Le premier projet prévoit que les membres du Conseil national de la magistrature (KRS) soient choisis par le Parlement. Selon le deuxième, qui concerne le régime des tribunaux de droit commun, c’est le ministre de la Justice qui nommera les présidents des tribunaux.

Dans la foulée, après un débat houleux et le vote au Parlement, une autre proposition de loi a été déposée mercredi, tard dans la soirée, par un groupe de députés du parti au pouvoir Droit et Justice (PIS) concernant la Cour suprême. Dès l’entrée en vigueur de la future loi, tous les juges de la Cour suprême seront mis "en état de repos", sauf ceux que le ministre de la Justice aura retenus. De nouveaux juges seront temporairement nommés par le même ministre, précise ce texte qui sera censément adopté avant les vacances parlementaires. Son entrée en vigueur ne fait aucun doute, le PIS dispose d’une majorité confortable, d’un président favorable à ses réformes et d’un tribunal constitutionnel déjà assujetti.

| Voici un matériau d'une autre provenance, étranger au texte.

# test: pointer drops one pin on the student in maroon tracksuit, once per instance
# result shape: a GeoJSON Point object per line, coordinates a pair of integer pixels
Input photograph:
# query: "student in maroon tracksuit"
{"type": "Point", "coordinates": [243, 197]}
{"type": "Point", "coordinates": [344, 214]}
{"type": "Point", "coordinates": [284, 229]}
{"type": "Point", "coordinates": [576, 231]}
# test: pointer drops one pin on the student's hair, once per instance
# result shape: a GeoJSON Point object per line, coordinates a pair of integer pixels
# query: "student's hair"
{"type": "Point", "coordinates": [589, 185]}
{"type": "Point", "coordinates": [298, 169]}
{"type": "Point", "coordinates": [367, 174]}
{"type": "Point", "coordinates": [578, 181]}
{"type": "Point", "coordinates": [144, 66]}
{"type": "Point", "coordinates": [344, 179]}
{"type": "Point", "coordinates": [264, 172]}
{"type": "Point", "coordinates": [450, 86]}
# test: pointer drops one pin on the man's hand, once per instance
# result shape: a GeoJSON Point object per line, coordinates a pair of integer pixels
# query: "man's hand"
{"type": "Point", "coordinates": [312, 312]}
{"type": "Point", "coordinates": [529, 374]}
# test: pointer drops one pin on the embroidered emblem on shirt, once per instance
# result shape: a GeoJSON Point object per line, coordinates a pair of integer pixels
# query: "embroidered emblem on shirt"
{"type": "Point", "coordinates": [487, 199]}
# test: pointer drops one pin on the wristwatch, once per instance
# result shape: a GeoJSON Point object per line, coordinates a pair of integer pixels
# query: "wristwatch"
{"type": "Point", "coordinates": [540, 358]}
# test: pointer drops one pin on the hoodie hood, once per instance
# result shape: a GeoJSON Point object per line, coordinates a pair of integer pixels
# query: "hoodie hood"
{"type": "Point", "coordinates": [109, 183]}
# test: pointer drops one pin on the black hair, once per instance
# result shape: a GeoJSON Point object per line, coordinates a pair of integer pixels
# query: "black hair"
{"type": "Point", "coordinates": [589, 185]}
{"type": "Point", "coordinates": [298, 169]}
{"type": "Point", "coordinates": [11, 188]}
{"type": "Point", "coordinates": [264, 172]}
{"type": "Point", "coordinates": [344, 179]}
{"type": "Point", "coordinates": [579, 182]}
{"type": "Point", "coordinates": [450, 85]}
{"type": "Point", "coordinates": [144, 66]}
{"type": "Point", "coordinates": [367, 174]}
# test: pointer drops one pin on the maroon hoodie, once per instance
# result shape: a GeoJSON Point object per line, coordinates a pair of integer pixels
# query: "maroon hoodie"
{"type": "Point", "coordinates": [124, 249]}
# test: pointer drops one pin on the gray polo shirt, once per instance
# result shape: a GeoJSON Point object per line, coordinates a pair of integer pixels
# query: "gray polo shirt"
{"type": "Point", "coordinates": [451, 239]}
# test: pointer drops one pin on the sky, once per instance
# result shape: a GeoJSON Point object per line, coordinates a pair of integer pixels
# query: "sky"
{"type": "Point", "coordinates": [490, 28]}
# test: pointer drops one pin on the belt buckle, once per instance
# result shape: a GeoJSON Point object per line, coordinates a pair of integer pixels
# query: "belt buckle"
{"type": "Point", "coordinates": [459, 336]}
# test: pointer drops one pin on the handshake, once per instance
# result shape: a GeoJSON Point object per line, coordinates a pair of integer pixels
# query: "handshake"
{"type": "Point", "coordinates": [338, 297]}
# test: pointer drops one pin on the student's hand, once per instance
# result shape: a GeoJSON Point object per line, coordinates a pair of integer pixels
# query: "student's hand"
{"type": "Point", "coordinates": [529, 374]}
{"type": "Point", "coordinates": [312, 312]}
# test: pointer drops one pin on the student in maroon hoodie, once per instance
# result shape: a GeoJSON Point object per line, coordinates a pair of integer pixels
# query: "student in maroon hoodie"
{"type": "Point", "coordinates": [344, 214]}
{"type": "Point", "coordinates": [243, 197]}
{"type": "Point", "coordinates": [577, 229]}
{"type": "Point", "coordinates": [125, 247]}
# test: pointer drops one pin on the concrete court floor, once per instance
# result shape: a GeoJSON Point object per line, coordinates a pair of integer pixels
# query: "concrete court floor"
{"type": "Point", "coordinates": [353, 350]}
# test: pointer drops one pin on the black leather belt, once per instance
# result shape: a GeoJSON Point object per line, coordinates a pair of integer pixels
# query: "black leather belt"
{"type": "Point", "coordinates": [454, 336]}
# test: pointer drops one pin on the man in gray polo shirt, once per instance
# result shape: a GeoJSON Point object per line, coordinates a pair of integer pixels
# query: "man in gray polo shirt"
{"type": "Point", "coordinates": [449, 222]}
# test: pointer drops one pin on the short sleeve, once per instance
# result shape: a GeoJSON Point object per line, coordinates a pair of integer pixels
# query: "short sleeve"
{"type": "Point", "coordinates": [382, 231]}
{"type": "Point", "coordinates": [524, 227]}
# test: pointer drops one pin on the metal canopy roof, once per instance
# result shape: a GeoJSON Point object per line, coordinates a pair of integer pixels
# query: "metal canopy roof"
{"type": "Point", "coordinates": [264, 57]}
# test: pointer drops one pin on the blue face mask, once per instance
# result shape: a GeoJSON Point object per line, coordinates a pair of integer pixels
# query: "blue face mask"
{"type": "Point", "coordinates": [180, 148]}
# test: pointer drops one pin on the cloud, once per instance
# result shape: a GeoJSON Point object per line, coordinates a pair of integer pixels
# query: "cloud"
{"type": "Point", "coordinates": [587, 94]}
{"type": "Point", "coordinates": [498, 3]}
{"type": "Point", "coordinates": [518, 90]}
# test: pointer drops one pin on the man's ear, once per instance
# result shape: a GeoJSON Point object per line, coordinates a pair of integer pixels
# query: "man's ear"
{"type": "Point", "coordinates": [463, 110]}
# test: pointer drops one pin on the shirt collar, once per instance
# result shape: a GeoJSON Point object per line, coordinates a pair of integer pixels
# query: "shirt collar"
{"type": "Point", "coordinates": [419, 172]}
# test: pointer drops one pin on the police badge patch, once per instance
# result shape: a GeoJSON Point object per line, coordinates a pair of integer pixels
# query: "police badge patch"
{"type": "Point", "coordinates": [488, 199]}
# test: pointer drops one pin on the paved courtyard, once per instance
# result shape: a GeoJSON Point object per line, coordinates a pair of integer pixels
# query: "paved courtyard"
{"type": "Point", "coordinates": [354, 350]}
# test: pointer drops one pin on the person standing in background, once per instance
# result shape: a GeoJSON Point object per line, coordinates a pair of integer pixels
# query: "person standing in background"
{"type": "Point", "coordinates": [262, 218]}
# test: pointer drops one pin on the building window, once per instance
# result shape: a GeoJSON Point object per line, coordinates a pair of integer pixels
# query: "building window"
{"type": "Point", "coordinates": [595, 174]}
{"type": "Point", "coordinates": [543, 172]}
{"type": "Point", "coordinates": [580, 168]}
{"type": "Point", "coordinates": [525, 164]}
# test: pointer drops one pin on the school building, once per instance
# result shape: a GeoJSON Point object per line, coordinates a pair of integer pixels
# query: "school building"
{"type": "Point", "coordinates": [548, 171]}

Le dépôt surprise de la proposition de loi au Parlement, sans aucune consultation préalable avec les parties concernées, a eu l’effet d’une bombe tant dans les rangs de l’opposition que dans ceux des juristes. "La Cour suprême devient une cour près le ministre de la Justice. Le très large pouvoir du ministre sur les juges est très inquiétant et très dangereux" , a aussitôt déclaré la première présidente de la Cour suprême Malgorzata Gersdorf, qui, en vertu de la Constitution, est nommée pour six ans.